A source close to the company recently said the firm believes that it would be best if negotiations were resumed from where they were left off in Trinidad rather than await the outcome of the case in the US which was initiated by Atlantic Tele Network (ATN), parent company of the Guyana Telephone & Telegraph Company Limited (GT&T). ATN is seeking to block a US$18M loan from the Inter-American Development Bank for an information and communications technology project for Guyana which will modernise the way government services are accessed and allow for internet use across the country.

The attempted block came on the heels of the government and the company negotiating a break in its monopoly and the immediate release of data transmission from the monopoly.

Hinds said that by going to court in the US, ATN pre-empted the process and he said he is not sure how much of the statements recently attributed to GT&T sources that President Jagdeo scuttled the positions adopted by the government negotiating team is a good representation of what took place. He said significant policy positions for the country have to go to Cabinet and the President for approval.

What a GT&T source has claimed is that while that company's negotiating team was reporting directly to its chairman Cornelius Prior, the government team was reporting to Hinds. However, the source said that when the draft agreements reached were taken to the President, he was unhappy with the positions adopted and refused to sanction them. Hence the delay in the signing of the memorandum of understanding on agreements reached between the two sides and ATN losing faith in the process.

Stabroek News was told that among the concessions made by the government team during the talks were to recognise the monopoly of the firm; to allow it a monopoly on internet services; to give it complete control over wireless data communication; to allow for an increase in local rates to the tune of $20 per call to compensate for losses on international traffic and for the advisory fees to be reduced from six per cent to three per cent over a three to six year period.

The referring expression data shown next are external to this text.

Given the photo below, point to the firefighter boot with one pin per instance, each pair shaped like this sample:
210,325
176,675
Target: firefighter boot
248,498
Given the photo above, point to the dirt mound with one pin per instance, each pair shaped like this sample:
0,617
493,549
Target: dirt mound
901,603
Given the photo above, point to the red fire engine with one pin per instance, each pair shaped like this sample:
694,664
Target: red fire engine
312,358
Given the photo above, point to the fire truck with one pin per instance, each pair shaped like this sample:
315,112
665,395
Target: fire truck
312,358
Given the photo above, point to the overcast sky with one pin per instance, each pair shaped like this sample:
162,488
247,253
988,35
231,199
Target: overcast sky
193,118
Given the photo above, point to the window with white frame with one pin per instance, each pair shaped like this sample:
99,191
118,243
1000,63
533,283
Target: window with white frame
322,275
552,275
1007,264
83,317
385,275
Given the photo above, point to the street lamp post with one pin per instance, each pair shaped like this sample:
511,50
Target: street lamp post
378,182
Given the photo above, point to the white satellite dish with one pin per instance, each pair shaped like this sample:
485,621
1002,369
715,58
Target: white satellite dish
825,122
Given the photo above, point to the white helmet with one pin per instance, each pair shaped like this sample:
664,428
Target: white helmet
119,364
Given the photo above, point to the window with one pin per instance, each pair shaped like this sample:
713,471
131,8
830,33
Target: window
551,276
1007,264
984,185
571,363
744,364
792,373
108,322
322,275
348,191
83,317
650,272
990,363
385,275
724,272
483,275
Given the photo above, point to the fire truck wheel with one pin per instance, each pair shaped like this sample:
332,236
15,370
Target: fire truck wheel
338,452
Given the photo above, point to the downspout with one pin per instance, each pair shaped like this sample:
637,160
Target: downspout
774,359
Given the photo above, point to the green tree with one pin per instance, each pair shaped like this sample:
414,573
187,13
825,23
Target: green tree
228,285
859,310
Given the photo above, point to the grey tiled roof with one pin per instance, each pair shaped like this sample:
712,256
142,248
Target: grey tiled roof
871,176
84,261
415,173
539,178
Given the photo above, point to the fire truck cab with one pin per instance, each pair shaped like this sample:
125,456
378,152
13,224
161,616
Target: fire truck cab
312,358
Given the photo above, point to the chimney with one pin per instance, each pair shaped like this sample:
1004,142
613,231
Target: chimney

Sources indicated that the President was uncomfortable with these concessions.

As to the government's position on the court case, Hinds said that the matter is still being reviewed by the government's legal advisers including Foley and Hoag in the US.

US Judge Thomas Jackson has given ATN 60 days to enjoin the government as a defendant in its application to block the loan project for Guyana on grounds that it impinges on its monopoly rights and amounted to expropriation of its property.